El lunes pasado, Trump declaró que él y el director ejecutivo de Nvidia, Jen-Hsun Huang, habían acordado que Nvidia pagaría al gobierno 15% de los ingresos que genere por la venta de chips de inteligencia artificial a China, a cambio de que su administración aprobara la exportación de dichos chips. ¿En una carrera “armamentística” esto es posible? ¿No se trata de evitar que tu competidor tenga acceso a los insumos que tanto requiere para seguir avanzando? ¿Se trataría de un tema de contraespionaje a través de puertas traseras en los procesadores y tarjetas gráficas que, por ello, el mismo gobierno chino prohibió a las empresas de su nación adquirir los equipos de Nvidia de manera inmediata?

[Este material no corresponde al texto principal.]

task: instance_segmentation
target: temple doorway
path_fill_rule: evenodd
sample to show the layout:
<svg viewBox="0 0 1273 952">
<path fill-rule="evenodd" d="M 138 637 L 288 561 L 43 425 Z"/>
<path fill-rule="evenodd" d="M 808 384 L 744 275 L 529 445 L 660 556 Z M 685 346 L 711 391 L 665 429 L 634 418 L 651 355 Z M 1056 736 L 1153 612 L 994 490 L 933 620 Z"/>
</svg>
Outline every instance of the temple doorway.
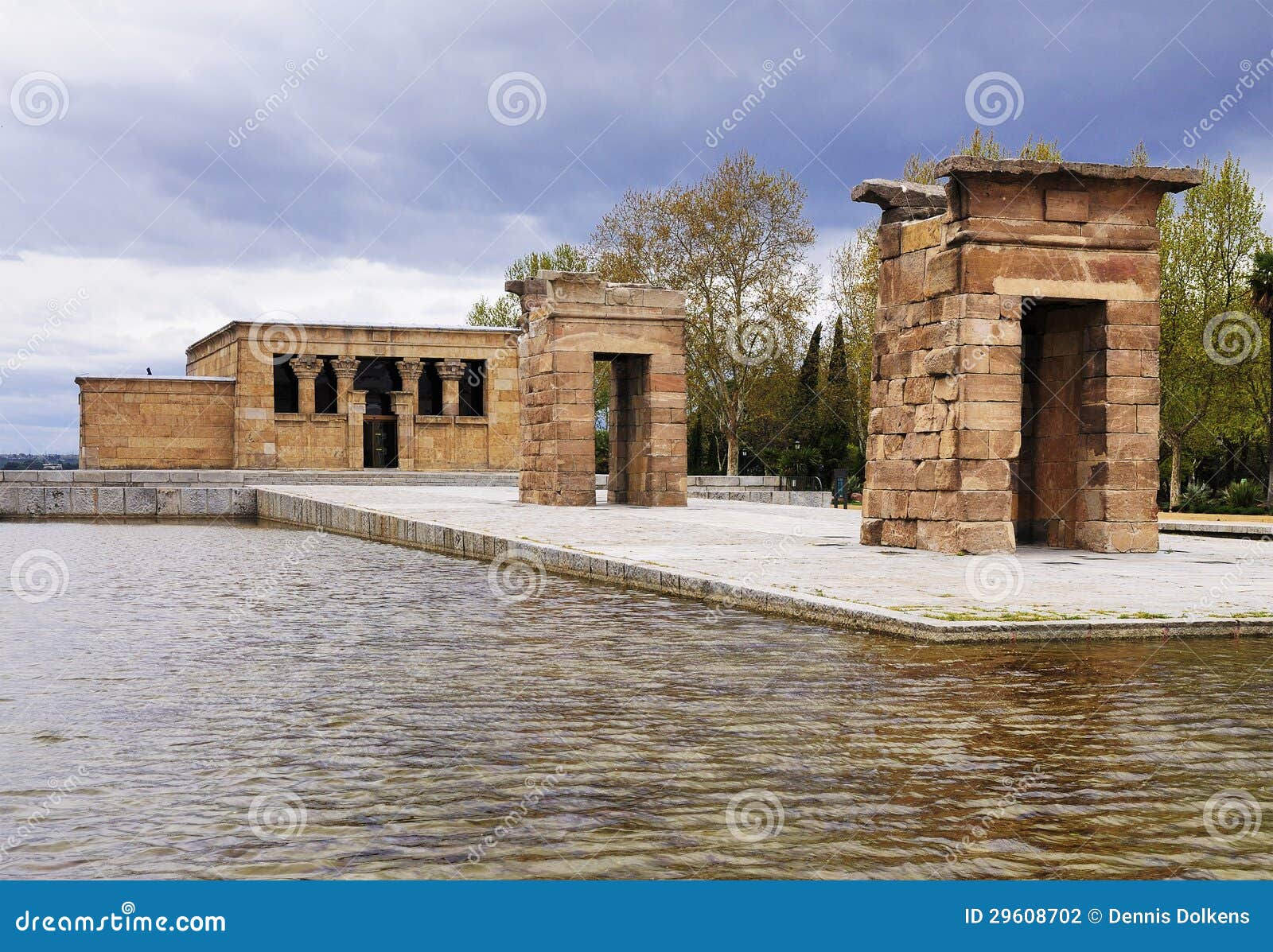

¿Será que el mismo 15% que el gobierno estadunidense le cobraría a Nvidia por la venta de equipos a China pagaría su participación en Intel? ¿Esto es legal?
La idea de que el gobierno compre Intel no es tan descabellada. En 2008 y 2009, el Tesoro de Estados Unidos obtuvo acciones de General Motors y Chrysler como parte de un rescate masivo de esas empresas durante la crisis financiera. Hay que recordar que el gobierno vendió sus participaciones unos años después.